There are some imperative shortcomings of this study. The prospective cohort study is non-randomized. The sample size was small, and the calculation was based on a single outcome of the ICU stay. Other vital outcomes were mentioned as secondary outcomes. Despite the orientation of all surgical teams with both approaches, several surgeons still preferred a traditional FS, so there might have been some selection bias as allocation was according to surgeons’ preference. The unequal number of groups was another issue. However, the groups were almost matched demographically. Despite the FS group had of higher BMI, we included cases with morbid obesity in the mini-sternotomy group up to 158 kg/BMI 60.2 kg/m2 without impact on postoperative outcomes. The study might be underpowered to detect significance in the difference in low-frequency events. This may or may not have affected some of the important outcomes such as pulmonary or neurological complications but not the ICU stay. Although we incorporated fast recovery protocols in our ICU, the duration of endotracheal intubation and length of postoperative stay was decided by the individual surgeon. No conversions were recorded.

Aortic surgery via mini-sternotomy has already been done in many centers worldwide, this study introduced MS at our centers with limited resources and achieved excellent outcomes with some benefits.

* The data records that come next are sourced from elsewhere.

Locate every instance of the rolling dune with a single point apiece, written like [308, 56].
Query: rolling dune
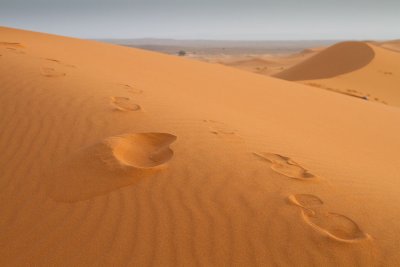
[358, 69]
[113, 156]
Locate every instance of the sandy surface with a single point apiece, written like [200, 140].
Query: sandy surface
[113, 156]
[358, 69]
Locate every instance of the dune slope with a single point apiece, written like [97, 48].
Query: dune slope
[377, 81]
[112, 156]
[338, 59]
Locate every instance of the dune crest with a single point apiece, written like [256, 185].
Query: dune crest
[106, 166]
[338, 59]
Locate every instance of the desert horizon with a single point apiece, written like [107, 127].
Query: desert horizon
[199, 147]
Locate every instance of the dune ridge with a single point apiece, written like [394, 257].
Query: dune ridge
[338, 59]
[177, 184]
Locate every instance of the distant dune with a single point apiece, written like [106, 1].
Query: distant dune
[363, 70]
[336, 60]
[114, 156]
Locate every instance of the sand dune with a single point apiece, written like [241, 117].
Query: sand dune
[218, 167]
[336, 60]
[362, 70]
[393, 45]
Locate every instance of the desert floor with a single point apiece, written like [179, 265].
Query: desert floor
[114, 156]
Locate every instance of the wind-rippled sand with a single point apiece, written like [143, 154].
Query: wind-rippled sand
[113, 156]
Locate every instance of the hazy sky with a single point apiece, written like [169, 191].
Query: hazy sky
[207, 19]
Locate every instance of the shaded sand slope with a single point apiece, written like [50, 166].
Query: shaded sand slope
[333, 61]
[393, 45]
[377, 81]
[217, 167]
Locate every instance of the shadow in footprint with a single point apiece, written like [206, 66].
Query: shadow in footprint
[221, 129]
[124, 104]
[113, 163]
[286, 166]
[131, 89]
[52, 73]
[335, 226]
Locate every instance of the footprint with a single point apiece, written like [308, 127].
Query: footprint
[286, 166]
[124, 104]
[306, 201]
[51, 72]
[131, 89]
[113, 163]
[53, 60]
[219, 128]
[335, 226]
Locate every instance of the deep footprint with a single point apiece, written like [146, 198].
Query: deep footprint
[51, 72]
[305, 200]
[219, 128]
[113, 163]
[131, 89]
[335, 226]
[286, 166]
[124, 104]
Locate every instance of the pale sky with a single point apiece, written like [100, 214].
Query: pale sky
[207, 19]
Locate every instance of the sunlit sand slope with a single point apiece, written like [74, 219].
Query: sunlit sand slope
[112, 156]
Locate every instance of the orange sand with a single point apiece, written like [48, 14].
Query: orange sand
[113, 156]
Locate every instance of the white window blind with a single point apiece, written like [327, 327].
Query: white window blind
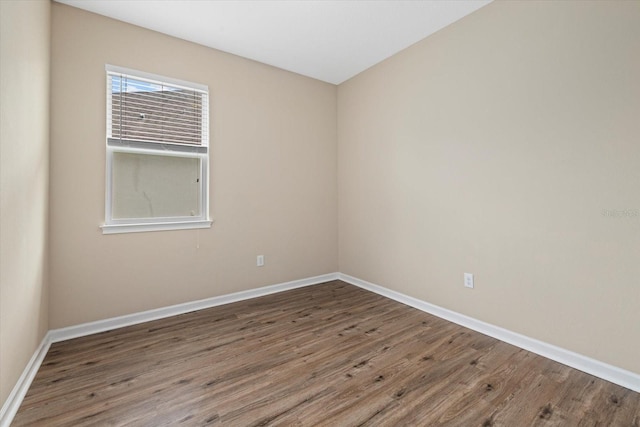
[157, 153]
[141, 109]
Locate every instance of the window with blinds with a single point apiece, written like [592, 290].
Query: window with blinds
[157, 153]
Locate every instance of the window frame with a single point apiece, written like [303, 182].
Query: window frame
[117, 145]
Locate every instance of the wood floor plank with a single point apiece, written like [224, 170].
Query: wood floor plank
[324, 355]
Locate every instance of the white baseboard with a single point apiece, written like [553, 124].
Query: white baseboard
[14, 400]
[85, 329]
[19, 391]
[594, 367]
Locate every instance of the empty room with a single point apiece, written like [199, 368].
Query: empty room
[338, 213]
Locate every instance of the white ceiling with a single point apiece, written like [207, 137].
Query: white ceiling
[330, 40]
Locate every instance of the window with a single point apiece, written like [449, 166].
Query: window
[157, 153]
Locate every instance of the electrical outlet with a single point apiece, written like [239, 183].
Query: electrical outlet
[468, 280]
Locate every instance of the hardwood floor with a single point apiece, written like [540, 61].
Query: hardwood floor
[330, 354]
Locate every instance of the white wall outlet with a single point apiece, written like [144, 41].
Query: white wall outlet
[468, 280]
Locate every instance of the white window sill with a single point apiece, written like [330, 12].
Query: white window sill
[159, 226]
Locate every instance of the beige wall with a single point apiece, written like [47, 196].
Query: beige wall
[273, 176]
[24, 169]
[493, 147]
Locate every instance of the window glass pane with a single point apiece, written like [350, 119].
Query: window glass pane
[154, 186]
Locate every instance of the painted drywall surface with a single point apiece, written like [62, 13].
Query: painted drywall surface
[505, 145]
[273, 170]
[24, 170]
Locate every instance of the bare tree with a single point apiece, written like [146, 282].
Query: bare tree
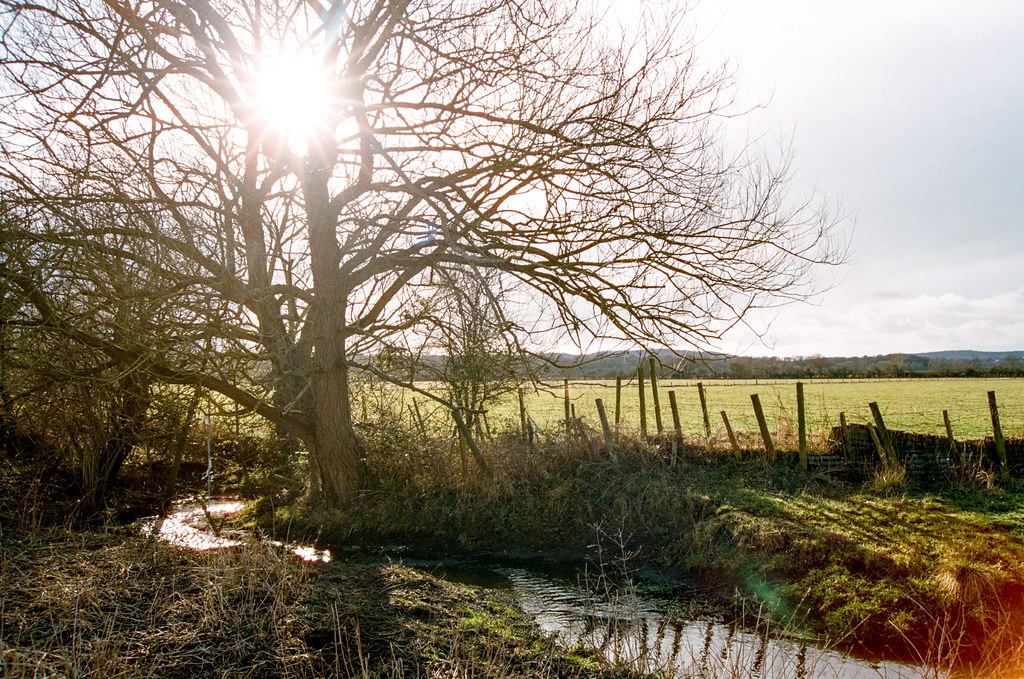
[586, 168]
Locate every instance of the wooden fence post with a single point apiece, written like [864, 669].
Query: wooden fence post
[619, 399]
[419, 419]
[949, 434]
[675, 417]
[1000, 444]
[844, 431]
[732, 437]
[568, 414]
[468, 436]
[522, 414]
[643, 399]
[653, 390]
[801, 426]
[608, 439]
[883, 453]
[763, 426]
[886, 441]
[704, 410]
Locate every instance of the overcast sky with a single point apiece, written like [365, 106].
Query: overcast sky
[909, 117]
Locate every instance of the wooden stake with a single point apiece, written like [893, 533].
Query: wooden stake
[949, 434]
[619, 399]
[653, 390]
[609, 441]
[873, 431]
[522, 414]
[732, 437]
[844, 431]
[675, 418]
[1000, 444]
[468, 436]
[801, 426]
[643, 399]
[763, 426]
[887, 442]
[568, 414]
[704, 410]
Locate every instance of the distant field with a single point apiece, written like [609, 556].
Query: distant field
[912, 405]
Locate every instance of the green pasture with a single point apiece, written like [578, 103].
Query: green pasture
[910, 405]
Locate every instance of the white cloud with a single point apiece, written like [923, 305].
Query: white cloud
[896, 324]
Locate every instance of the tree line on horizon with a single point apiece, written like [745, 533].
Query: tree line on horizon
[698, 367]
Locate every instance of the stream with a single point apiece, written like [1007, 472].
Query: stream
[630, 628]
[623, 626]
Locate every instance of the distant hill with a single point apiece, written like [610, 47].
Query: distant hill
[968, 354]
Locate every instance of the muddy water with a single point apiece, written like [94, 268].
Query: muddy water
[199, 525]
[631, 629]
[565, 603]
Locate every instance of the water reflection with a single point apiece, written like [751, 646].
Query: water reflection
[631, 630]
[197, 525]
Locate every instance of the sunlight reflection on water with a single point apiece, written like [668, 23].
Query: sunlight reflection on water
[186, 525]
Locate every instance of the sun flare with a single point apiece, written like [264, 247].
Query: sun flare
[293, 95]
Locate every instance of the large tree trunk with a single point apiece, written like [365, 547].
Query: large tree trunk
[335, 453]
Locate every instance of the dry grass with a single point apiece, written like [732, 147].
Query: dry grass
[116, 605]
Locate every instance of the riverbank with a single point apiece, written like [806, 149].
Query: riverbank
[117, 603]
[885, 567]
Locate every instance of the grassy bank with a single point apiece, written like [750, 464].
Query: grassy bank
[117, 604]
[883, 565]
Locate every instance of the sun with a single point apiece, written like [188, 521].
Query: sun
[293, 94]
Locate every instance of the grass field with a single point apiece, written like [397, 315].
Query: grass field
[911, 405]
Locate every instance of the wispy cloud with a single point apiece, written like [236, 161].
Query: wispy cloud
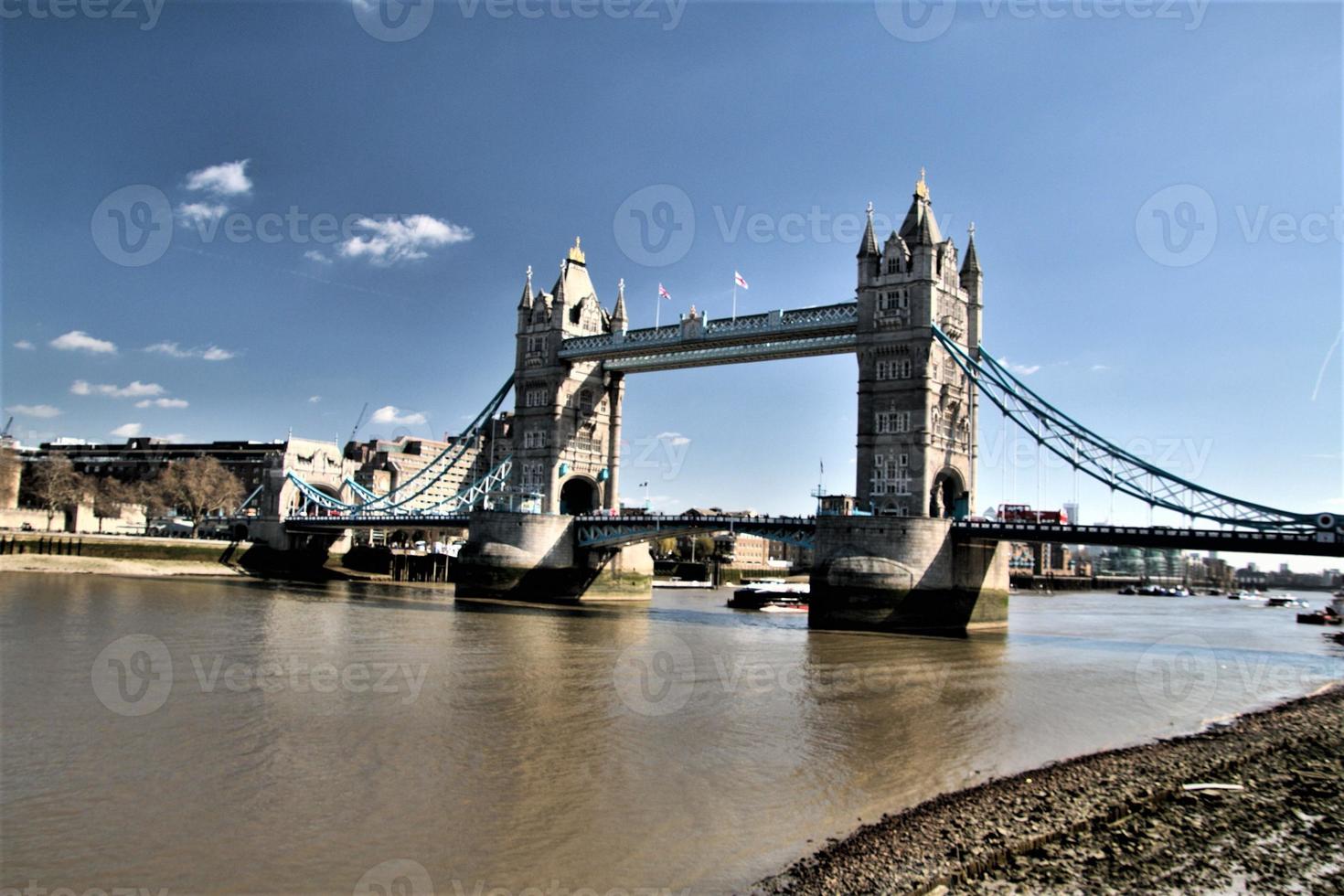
[225, 179]
[197, 214]
[1020, 369]
[392, 415]
[134, 389]
[386, 240]
[80, 341]
[34, 410]
[172, 349]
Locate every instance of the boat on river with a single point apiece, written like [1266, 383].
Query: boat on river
[761, 594]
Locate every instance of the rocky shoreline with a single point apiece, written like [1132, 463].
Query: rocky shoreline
[1123, 821]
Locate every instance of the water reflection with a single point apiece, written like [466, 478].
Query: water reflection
[314, 733]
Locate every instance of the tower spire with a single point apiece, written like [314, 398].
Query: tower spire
[618, 316]
[972, 262]
[526, 303]
[869, 245]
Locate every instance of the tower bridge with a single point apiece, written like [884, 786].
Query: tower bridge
[543, 521]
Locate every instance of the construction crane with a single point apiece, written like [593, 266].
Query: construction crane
[359, 422]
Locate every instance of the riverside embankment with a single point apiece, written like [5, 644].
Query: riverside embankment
[1123, 821]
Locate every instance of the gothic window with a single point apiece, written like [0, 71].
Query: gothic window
[535, 395]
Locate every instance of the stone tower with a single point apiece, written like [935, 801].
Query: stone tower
[917, 410]
[568, 417]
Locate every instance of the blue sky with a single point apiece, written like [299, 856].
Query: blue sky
[511, 128]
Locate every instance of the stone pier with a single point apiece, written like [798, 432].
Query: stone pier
[532, 557]
[905, 574]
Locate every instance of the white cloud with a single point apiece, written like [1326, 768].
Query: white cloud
[397, 417]
[225, 179]
[80, 341]
[1020, 369]
[134, 389]
[34, 410]
[197, 214]
[388, 240]
[212, 354]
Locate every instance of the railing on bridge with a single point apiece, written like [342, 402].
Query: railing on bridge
[615, 531]
[1157, 536]
[839, 317]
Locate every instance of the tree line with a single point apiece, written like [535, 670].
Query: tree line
[195, 488]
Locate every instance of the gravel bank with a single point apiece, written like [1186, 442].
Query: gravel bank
[1121, 822]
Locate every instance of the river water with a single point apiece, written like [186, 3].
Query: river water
[242, 736]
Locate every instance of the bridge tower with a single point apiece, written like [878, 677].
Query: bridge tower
[568, 415]
[566, 454]
[917, 410]
[901, 569]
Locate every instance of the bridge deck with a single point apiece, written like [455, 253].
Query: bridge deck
[1137, 536]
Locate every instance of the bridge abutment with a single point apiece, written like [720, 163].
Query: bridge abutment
[532, 557]
[905, 574]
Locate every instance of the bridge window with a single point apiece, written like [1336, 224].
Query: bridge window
[892, 422]
[534, 477]
[890, 475]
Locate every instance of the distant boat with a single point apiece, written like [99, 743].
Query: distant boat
[755, 597]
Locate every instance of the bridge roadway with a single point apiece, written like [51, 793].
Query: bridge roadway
[600, 529]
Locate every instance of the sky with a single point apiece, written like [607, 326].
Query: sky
[234, 220]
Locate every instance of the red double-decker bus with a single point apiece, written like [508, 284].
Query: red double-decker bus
[1023, 513]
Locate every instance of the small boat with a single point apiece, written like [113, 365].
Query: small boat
[755, 597]
[785, 604]
[1327, 617]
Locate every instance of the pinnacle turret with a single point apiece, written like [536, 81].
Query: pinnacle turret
[869, 246]
[972, 263]
[526, 303]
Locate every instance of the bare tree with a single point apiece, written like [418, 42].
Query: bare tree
[56, 485]
[200, 485]
[109, 498]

Evidently, the benefit of MS over FS is still debated, and some outcomes of each are well established as cosmetic superiority, bleeding reduction, postoperative pain, MV, and ICU stays as well as reduced pulmonary complications. In light of low resources, patients in developing countries still should benefit the splendor of MIAVR that has verified reduced budgets.

Conclusions

With the lack of logistics and equipment in developing countries, MIAVR carries a significant reduction of blood product use, respiratory problems, pain, resource utilization, and cosmesis over FS without additional equipment. MIAVR using MS is feasible, with a rapid learning curve, in developing centers.